Das Medienecho nach Emsdetten gilt dagegen der bisher eher unbekannten "Unterhaltungssoftware Selbstkontrolle" (USK), die von Berlin aus für Jugendschutz an Computern und Videospielkonsolen tätig wird. Sie prüft Werke, ein Vertreter der Obersten Landesjugendbehörden arbeitet in den Gremien der USK mit und erteilt die Altersfreigaben. Die USK bezieht ihre Mittel wie die FSK von der Industrie, testet jedoch mit Gutachtern aus der Szene, die auch bei der Produktentwicklung der Industrie Pate standen. Selbst Spiele, die von der USK ab 16 Jahren freigegeben wurden, zeigten reichlich Blut, so der niedersächsische Innenminister Uwe Schünemann.

Dennoch: Das Interesse der Hersteller, es möglichst nicht zum Stempel "keine Jugendfreigabe" kommen zu lassen, wird gesetzlich anerkannt. So darf die BPjM nur nach einem aufwendigen Prozeß indizieren, was Hersteller und Vertreiber vorher "selbstkontrolliert" mit einer Altersempfehlung versehen haben, in der Regel somit nicht. Denn die Hersteller-Empfehlungen sind bindend. Im Jugendschutz herrscht zudem Föderalismus: Die obersten Landesbehörden der Bundesländer besiegeln die Selbstbeschränkungen (Altersfreigaben) der Industrie, machen sie damit zum Landesakt. Ein oft fragliches Gleichgewicht zwischen Herstellern und Staat pendelt sich ein: Freiwillig beschränkt sich die Industrie nur, wenn sie aus Erfahrung ein Einschreiten der BPjM fürchten muß. Die BPjM wiederum kann sich im Zweifelsfall erst nach einem formalen Antrag einschalten oder wenn die freiwilligen Organe ihr die Entscheidung überlassen.

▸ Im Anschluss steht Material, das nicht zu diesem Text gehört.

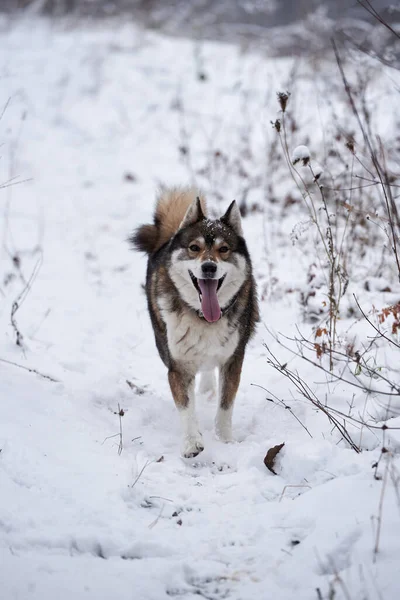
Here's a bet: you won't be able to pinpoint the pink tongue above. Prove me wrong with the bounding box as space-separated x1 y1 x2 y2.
198 279 221 323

Der im europäischen Vergleich weitreichende deutsche Jugendschutz zeigt sich, so intensiv er klassische Medien bearbeitet, neuen gegenüber oft machtlos. Auf Gewaltfilme, die aus dem Internet geladen und über Mobiltelefone getauscht werden, oder fragliche Internetdiskussionsforen folgten bisher Appelle an die Anbieter der Internet-Anschlüsse (Provider) und notfalls politischer Druck. Nicht das Gesetz, sondern eher die Kontrollinstanzen unterliegen im technischen Wettrüsten. So sieht das noch neue Jugendgesetz beispielsweise vor, periodisch Erscheinendes (auch im Internet) für Monate zu indizieren - allein es muß gefunden und reagiert werden, bevor eine Szene entsteht. Auch gibt es zwar fünf verschiedene Alterskennzeichen, jedoch keine Hinweise auf den Inhalt, der gerade bei elektronischen Spielen älteren Laien verschlossen bleibt.